Fitch Ratings has lowered India's GDP growth estimate for the current fiscal to 7.5 per cent from 7.8 per cent on average monsoon but said the country is poised to grow at 8 per cent next fiscal on reform push. This comes a day after Reserve Bank revised downwards its real GDP forecast for 2015-16 to 7.4 per cent from earlier expectation of 7.6 per cent, saying growth is expected to pick up in the latter part of the fiscal.
India takes over as the fastest growing BRIC nation this year with 7.5 per cent GDP growth, accelerating to 8 per cent in 2016 driven by structural reforms and higher investment, Fitch said in its Global Economic Outlook report.
It said the GDP growth in the first (April-June) quarter was disappointing as it slowed to 7 per cent from 7.5 per cent in the preceding quarter on moderating private consumption growth and lower net exports.
Fitch has revised its forecast for Indian real GDP growth for FY16 to 7.5 per cent from 7.8 per cent, it said.
Below average rainfall during this year's monsoon season, recorded at 14 per cent below average, is also likely to lower growth somewhat, it said.
Agriculture contributes close to 18 per cent of the India's GDP. Fitch continues to expect an acceleration of growth to 8 per cent for 2016-17 and 2017-18 fiscal years.
It said the government is increasing its capital expenditure, although it will likely have to reduce spending closer to the end of the fiscal year to meet the fiscal target.
The effect of gradual implementation of a number of structural reforms is also expected to contribute to higher growth, even though progress is lacking on big ticket reforms such as the Land Acquisition Amendment Bill and the Goods and Services Tax, Fitch said.
It said monetary policy loosening is also likely to contribute to a pickup in growth, although monetary transmission is limited given relatively weak banking sector health.

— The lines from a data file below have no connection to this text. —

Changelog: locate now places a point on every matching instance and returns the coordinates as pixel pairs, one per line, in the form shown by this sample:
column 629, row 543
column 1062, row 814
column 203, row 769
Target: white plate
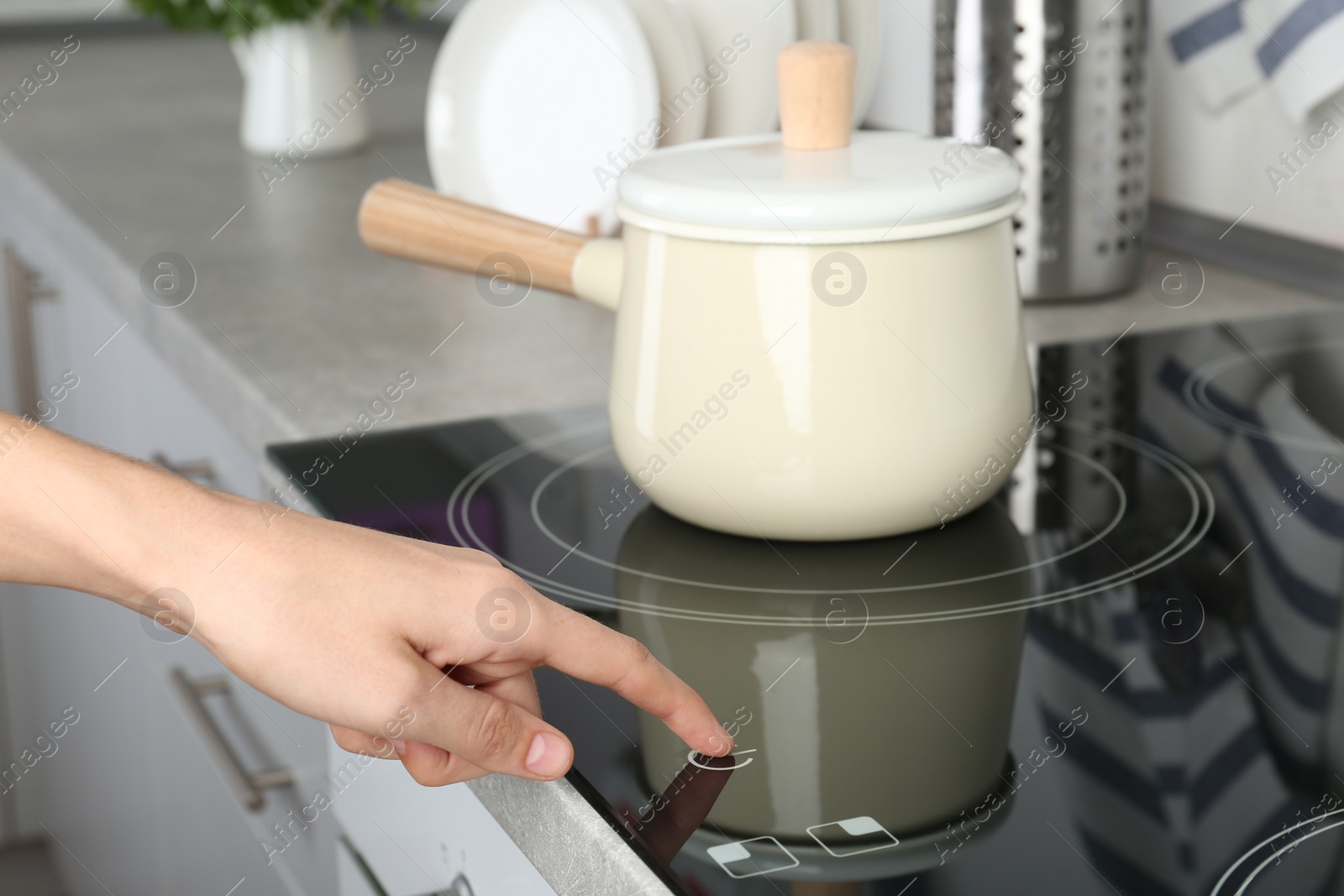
column 819, row 19
column 860, row 27
column 741, row 39
column 683, row 83
column 535, row 107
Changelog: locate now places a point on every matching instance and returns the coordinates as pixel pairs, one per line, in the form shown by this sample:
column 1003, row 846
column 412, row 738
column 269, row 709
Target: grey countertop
column 295, row 325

As regards the China slowdown, Fitch said India would be less affected by falling demand, but the increasing risk premium complicates the monetary policy response to the shock. It projected China to grow 6.8 per cent in 2015, 6.3 per cent in 2016 and 5.5 per cent in 2017.
Fitch further said the decline in inflation in India to 3.7 per cent in August was largely resulting from a fall in food and oil prices.

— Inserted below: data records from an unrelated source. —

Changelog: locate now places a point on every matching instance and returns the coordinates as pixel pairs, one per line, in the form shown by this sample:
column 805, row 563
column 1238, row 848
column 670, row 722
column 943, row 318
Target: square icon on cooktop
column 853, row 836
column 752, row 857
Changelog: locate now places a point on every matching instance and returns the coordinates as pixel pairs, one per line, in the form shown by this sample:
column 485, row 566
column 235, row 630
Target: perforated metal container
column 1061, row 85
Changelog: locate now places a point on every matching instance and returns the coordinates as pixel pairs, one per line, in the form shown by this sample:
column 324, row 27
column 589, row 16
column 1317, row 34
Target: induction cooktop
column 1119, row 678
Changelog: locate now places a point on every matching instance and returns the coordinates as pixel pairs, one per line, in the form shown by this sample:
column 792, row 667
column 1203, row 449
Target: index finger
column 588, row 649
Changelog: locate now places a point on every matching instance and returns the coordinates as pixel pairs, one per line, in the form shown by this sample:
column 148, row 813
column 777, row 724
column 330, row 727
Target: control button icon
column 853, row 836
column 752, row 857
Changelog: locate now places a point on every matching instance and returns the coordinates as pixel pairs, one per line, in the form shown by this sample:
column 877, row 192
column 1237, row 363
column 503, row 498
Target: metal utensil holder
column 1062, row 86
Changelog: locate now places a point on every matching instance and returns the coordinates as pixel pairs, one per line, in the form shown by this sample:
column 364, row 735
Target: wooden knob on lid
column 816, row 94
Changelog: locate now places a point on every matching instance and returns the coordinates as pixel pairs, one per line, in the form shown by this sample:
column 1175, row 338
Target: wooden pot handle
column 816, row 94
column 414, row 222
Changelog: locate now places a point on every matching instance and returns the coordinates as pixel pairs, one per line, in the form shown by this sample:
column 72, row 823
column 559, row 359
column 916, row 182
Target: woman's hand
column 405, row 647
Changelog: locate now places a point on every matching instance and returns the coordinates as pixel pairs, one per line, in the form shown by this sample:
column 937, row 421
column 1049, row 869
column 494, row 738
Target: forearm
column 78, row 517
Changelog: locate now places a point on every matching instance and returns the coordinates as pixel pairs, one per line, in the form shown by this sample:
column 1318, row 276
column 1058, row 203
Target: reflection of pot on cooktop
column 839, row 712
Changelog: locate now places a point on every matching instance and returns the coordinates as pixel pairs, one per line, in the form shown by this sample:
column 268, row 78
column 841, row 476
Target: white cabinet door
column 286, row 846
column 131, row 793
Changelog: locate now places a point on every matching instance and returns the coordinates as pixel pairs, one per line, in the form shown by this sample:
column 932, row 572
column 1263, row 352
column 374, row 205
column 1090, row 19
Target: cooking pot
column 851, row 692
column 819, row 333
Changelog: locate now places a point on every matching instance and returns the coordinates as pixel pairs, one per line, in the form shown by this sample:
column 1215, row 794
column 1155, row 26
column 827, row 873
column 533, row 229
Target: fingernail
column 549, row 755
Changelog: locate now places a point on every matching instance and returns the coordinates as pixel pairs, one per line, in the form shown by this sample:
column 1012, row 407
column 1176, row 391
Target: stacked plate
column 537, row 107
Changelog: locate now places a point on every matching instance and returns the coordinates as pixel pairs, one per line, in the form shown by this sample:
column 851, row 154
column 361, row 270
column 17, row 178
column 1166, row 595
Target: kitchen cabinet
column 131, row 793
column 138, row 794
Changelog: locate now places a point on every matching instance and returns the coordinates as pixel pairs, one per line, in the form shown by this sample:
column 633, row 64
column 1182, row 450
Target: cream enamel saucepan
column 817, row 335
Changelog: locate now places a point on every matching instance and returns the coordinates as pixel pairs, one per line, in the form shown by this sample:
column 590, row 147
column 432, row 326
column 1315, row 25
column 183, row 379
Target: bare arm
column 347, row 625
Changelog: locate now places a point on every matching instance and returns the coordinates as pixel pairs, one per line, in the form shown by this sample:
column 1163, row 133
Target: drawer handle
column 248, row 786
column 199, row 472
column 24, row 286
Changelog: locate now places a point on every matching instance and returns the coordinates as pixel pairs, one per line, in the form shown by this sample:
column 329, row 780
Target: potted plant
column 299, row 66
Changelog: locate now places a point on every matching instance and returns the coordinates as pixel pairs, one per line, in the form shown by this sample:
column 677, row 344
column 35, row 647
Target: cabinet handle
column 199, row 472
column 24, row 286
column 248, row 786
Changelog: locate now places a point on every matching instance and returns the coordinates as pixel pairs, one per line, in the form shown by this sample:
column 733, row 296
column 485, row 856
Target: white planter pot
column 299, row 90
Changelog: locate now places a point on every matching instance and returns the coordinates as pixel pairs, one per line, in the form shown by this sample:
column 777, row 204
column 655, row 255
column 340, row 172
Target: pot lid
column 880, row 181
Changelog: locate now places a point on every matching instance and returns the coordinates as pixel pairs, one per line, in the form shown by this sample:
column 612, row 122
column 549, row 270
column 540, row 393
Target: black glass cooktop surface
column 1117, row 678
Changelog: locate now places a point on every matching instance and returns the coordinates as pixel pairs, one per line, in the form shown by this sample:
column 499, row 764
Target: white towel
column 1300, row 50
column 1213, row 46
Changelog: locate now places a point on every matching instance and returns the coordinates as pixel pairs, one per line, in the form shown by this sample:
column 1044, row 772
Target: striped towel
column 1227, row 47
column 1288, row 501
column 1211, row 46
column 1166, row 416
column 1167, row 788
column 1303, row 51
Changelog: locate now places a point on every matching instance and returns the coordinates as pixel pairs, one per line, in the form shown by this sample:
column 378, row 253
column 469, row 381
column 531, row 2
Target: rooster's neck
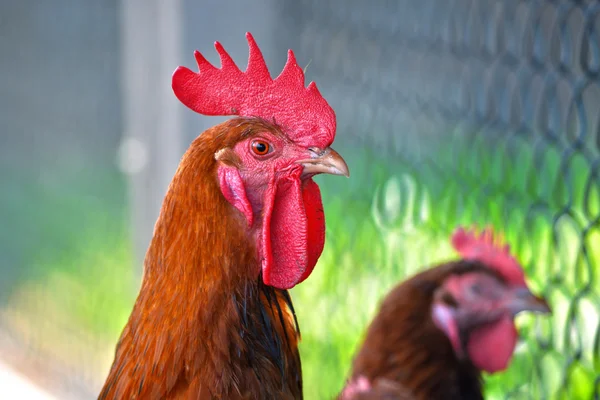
column 204, row 325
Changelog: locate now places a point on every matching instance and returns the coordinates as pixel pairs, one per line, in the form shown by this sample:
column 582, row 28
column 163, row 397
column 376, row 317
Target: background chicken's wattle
column 448, row 112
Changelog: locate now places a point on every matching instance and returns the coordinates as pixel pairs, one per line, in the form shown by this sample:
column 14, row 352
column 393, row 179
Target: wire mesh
column 479, row 111
column 491, row 109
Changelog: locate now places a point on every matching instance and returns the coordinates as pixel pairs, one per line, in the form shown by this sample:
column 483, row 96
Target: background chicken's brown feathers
column 415, row 353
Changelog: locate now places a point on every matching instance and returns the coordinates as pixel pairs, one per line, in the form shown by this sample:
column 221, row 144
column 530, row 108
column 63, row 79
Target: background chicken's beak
column 524, row 300
column 326, row 161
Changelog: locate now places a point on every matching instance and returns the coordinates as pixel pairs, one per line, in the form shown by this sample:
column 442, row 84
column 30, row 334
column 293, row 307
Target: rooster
column 242, row 222
column 438, row 330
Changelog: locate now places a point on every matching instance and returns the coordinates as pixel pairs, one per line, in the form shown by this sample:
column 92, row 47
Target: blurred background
column 449, row 112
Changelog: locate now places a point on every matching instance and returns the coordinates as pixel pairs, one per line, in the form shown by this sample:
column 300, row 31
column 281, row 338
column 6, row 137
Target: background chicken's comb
column 302, row 112
column 489, row 249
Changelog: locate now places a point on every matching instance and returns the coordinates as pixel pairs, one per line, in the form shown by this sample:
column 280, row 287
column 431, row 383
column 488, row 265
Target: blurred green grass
column 386, row 222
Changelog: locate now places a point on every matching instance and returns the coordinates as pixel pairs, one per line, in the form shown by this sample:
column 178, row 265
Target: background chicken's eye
column 260, row 147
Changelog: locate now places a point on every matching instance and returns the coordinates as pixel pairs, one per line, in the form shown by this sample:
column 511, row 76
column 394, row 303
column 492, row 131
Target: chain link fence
column 487, row 112
column 449, row 112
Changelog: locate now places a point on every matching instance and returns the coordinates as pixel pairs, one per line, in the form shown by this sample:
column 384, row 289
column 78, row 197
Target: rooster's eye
column 260, row 147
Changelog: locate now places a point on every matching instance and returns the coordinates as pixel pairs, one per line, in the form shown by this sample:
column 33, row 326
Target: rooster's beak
column 324, row 161
column 524, row 300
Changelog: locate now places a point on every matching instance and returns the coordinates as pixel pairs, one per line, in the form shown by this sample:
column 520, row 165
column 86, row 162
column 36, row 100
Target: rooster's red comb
column 301, row 111
column 490, row 250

The RBI has cut its policy repo rate four times by a total 1.25 per cent between January-September to a four and a half year low of 6.75 per cent.
Further monetary policy easing seems unlikely in the short run as the RBI has indicated that the latest rate cut in September 2015 was a front-loaded policy action, it said.
Fitch also said the latest quarterly data publication shows both a slowdown in GDP growth and a simultaneous pickup in Gross Value Added (GVA) which illustrates that these data continue to be difficult to interpret.
Real GDP growth at over 7 per cent and a pick-up starting already in mid-2013 remain difficult to reconcile with supply constraints, still weak corporate balance sheets and a rise in banks' non-performing loans, it added.
As regards global growth, Fitch Ratings forecasts the global economy will grow by just 2.3 per cent in 2015, the weakest since the global financial crisis in 2009, dragged down by a recession in Brazil and Russia and a structural slowdown in China and many emerging markets (EMs).
It forecast a pickup to 2.7 per cent in 2016 and 2017 as growth recovers somewhat in EMs. EMs are becoming an increasing source of global growth risks as the collapse in commodity prices and political shocks exacerbate a secular slowdown, Fitch added. It said although the US Federal Reserve left its key interest rate unchanged at its September meeting, it expects the bank to start the global monetary tightening cycle before 2015 end, followed by the Bank of England.